More important than the total interest is that the property should positively cash flow. If it is agreed to pay the seller $200 a month the property should be netting after all expenses more than that amount. This sounds simple and is very important to remember. Buyers must be very cautious about negative cash flow as this can send new investors to the bankruptcy lawyer before their career reaches high gear. Imagine a situation of a market turn in which rents go down and the buyer would be even more negative than when they started. If they had several properties cash flowing negatively it will be a deep hole to dig their way out of. Take into account all expenses including taxes, insurance, vacancy, repairs, future capital improvements and management fees. Consider the management fees even if the buyer will be managing the property themselves just in case that needs to change in the future. The manager no matter who it is should also get paid for managing the property as it is definitely work. Last thing is to subtract the mortgage from that figure, if the property is positively cash flowing there may be a deal. If it’s not cash flowing walkway or renegotiate the terms.
There are certain properties in which paying more is worth the risk. They include newer properties that are in highly desirable areas, properties generating a substantial amount of cash flow and when the seller provides a high enough loan to value in which the investor brings less cash to the table than they would have when using a bank. Remember properties in newer areas that are desirable are easier to rent, appreciate faster than other areas and have lower maintenance expenses due to less wear and tear. Multifamily properties generating large amounts of cash flow are highly attractive in this situation. These properties typically generate more cash flow than single family homes and their high amounts of cash flow would allow the mortgage to be paid off faster or would generate substantial positive cash flow. High loan to values offered by sellers combined with the right terms make properties highly attractive especially when using investors. The low-down payment makes the cash-on-cash return to the investors highly attractive as it is based on the amount of cash they put in the deal. Caution, the high loan to value must be accompanied with the right terms of low interest, low monthly payments or both to reduce the risk. Typically, the higher the amount of leverage the higher the risk so be cautious and always remember it is about positive cash flow. Positive cash flow does not matter what the property is worth to a certain degree as long as cash is coming in.

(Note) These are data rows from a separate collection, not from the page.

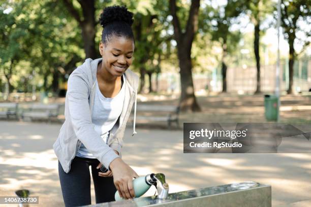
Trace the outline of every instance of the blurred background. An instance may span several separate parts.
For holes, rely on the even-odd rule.
[[[279,121],[310,131],[310,0],[0,0],[0,195],[25,188],[40,206],[64,205],[52,146],[67,80],[100,57],[100,14],[114,4],[134,13],[130,68],[140,79],[125,161],[140,175],[163,172],[171,192],[252,180],[272,185],[273,206],[311,206],[311,155],[282,153],[297,143],[186,154],[180,130]]]
[[[98,19],[114,4],[134,14],[139,93],[175,94],[197,111],[196,96],[275,88],[277,1],[0,2],[1,101],[64,97],[76,66],[100,57]],[[309,3],[281,1],[282,94],[311,88]]]

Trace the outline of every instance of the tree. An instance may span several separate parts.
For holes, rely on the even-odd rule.
[[[97,58],[99,52],[96,49],[95,35],[98,22],[95,21],[95,0],[78,0],[82,12],[75,7],[72,0],[63,0],[63,2],[81,28],[85,58]]]
[[[0,9],[0,62],[1,68],[9,86],[9,93],[14,89],[12,83],[12,76],[16,72],[16,65],[29,53],[29,48],[23,44],[25,40],[29,39],[26,32],[29,23],[25,19],[18,18],[24,11],[25,3],[14,5],[2,5]],[[5,8],[11,9],[11,11],[4,12]],[[8,11],[8,10],[7,10]]]
[[[200,0],[192,0],[185,29],[184,30],[181,28],[177,16],[179,8],[176,6],[176,0],[170,0],[171,14],[173,16],[174,37],[177,42],[177,55],[180,68],[181,91],[179,106],[181,111],[201,111],[195,95],[191,62],[191,48],[195,35],[198,30],[199,8]]]
[[[228,0],[225,6],[224,9],[219,7],[216,9],[212,8],[206,8],[206,10],[212,11],[209,16],[211,25],[212,40],[219,42],[223,50],[221,65],[223,77],[223,92],[227,92],[227,56],[228,53],[233,51],[240,39],[239,31],[231,31],[230,26],[236,20],[240,14],[245,10],[245,4],[243,1]],[[208,11],[207,11],[208,12]]]
[[[272,13],[273,7],[271,2],[267,0],[254,0],[249,1],[247,7],[251,11],[251,19],[254,25],[254,52],[256,60],[257,69],[257,85],[255,93],[259,93],[260,89],[260,56],[259,48],[260,42],[260,26],[266,14]]]
[[[311,24],[311,10],[309,8],[310,5],[311,1],[309,0],[281,1],[282,26],[284,28],[284,36],[287,39],[289,45],[289,85],[287,90],[288,94],[293,93],[294,62],[297,56],[294,47],[294,43],[295,41],[299,41],[303,45],[303,49],[310,43],[311,31],[309,27],[304,26],[304,24]],[[304,21],[304,24],[302,23],[302,21]],[[296,36],[298,32],[303,33],[305,39],[298,39]],[[302,50],[302,51],[303,50]]]

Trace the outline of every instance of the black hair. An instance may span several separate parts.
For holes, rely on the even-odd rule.
[[[106,7],[99,19],[104,28],[102,42],[105,44],[113,36],[125,37],[134,40],[131,26],[134,22],[133,13],[128,11],[125,6],[114,5]]]

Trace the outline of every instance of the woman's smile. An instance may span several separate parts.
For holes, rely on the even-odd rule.
[[[125,71],[127,68],[126,66],[121,66],[121,65],[117,65],[115,64],[112,64],[114,69],[119,73],[123,73]]]

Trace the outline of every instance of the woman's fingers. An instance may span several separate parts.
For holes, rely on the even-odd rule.
[[[99,172],[98,176],[103,177],[108,177],[112,176],[112,172],[110,170],[108,170],[106,172]]]
[[[128,182],[126,183],[123,183],[123,195],[125,194],[125,197],[127,199],[131,198],[132,196],[131,196],[131,194],[130,193],[130,191],[129,190],[129,187],[128,186]]]
[[[103,164],[100,162],[100,163],[98,164],[98,165],[97,166],[97,167],[96,167],[96,169],[99,169],[99,168],[101,168],[101,166],[102,165],[103,165]]]
[[[133,181],[130,180],[128,181],[128,187],[129,188],[130,193],[131,194],[131,197],[134,198],[135,197],[135,192],[134,192],[134,187],[133,186]]]

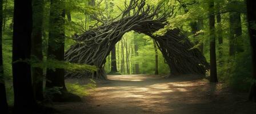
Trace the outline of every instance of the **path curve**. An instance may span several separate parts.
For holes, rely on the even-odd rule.
[[[234,95],[197,76],[108,76],[82,103],[57,103],[61,113],[256,113],[245,93]],[[81,80],[80,80],[81,81]]]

When paying more than a property is worth an important thought to consider is to never ever speculate. This is worth repeating never ever speculate. What is speculating? When investors take risks based on expected appreciation in the future not on sound fundamentals of current values or income. For example, the market is hot it’s worth $90,000 and negatively cash flows. If I buy at a $100,000 today, I can sell for $200,000 tomorrow, next month or next year. This is a big risk to take. What happens is someone will get caught holding the hot potato. The question is will it be you?